Inaugurado em 2022, nas Caldas da Rainha, o restaurante Maria dos Cacos propõe uma ementa baseada em pitéus a partilhar. Quando lá fui, constavam da lista, entre outros: cornetos de camarão e maionese de chipotle; naco de atum braseado e molho verde; torta de bacalhau, salada verde e espargos; bacalhau e húmus de pimento; peixinhos da horta e aioli de açafrão; sopa de lavagante e ovas; tatin de cebola e queijo azul; croquete de vitela e mostarda; minitacos de frango, alho e abacate. Ricardo, o chefe, foi buscar a bondade da ideia de partilhar petiscos à sua casa familiar, na qual era comum haver bastante gente à mesa. Pedi a torta de bacalhau, preparada segundo receita da mãe do cuco, e os tacos de frango, alho e abacate.
O catálogo de sobremesas compreendia: tarte de lima; doce de amêndoa; farófias; trouxa de ovos, laranja e sorvete de tangerina; tarte de limão e crumble de tomilho; panacota de baunilha, compota de tomate e pistácio. Comi tarte de limão, que, na verdade, não o era. Tratava‑se, isso sim, de creme de limão.
Tudo o que passou por baixo da minha abóbada palatina primou pela excelência do sabor: é de truz, o trabalho de Ricardo e da sua equipa. Vestindo traje de árbitro da elegância, direi ainda que o restaurante é muito bonito, o seu adorno é supimpa. Para o Maria dos Cacos, cinco estrelas e todas as demais que eu possa dar.
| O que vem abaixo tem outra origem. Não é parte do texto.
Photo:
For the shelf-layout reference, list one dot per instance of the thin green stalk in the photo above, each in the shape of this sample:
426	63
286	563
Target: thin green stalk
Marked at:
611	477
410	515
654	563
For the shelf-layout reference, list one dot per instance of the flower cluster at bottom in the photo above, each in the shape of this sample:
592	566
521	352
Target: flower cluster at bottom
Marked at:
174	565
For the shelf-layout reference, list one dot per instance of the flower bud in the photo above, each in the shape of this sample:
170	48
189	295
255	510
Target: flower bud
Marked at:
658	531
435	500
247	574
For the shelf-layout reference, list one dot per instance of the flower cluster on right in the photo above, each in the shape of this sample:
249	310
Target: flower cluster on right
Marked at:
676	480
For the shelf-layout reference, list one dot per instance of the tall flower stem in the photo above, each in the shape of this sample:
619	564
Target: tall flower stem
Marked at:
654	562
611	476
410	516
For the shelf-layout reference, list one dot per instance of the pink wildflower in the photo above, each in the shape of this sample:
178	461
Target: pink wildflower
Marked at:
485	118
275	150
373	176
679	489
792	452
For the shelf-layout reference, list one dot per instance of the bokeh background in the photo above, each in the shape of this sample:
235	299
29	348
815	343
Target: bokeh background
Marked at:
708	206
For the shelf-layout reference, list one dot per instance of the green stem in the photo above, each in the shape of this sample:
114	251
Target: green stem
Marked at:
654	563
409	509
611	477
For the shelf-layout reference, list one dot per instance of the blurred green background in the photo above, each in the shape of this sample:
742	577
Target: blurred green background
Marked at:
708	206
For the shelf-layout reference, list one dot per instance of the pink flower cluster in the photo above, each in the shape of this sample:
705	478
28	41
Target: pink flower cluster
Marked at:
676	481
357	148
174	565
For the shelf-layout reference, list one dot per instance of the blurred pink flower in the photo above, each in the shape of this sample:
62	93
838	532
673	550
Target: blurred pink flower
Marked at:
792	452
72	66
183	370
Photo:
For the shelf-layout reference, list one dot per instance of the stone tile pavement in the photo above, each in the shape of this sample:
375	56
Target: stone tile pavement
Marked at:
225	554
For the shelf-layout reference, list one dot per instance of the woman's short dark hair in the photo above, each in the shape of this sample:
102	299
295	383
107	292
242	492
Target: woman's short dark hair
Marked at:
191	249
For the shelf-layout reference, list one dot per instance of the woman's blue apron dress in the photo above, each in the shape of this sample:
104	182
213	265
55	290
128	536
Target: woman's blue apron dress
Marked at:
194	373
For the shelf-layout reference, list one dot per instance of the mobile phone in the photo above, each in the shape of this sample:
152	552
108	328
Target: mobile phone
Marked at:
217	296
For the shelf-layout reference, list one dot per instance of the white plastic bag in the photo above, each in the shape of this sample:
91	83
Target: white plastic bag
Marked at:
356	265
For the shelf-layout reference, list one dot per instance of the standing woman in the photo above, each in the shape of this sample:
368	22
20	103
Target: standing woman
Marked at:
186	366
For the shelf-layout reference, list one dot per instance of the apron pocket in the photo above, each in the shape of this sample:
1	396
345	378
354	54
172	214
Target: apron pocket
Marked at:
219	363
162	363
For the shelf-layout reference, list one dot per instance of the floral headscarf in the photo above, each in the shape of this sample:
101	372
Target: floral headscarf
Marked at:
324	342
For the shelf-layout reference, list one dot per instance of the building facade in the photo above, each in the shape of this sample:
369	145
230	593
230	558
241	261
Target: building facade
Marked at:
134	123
Em terra lusa, amiúde ouvi o cantochão relativo à falta de vontade de laborar, fundada no direito ao Rendimento Social de Inserção e a outras prestações sociais. Cheguei a questionar a minha convicção — as dificuldades de recrutamento de mão de obra radicam nas más condições oferecidas aos candidatos, incluindo salários baixos. Ricardo comunga do meu ponto de vista e disse‑me que, a troco de salário decente e na presença de espírito solidário e grupal, arranja‑se quem trabalhe e queira permanecer na equipa.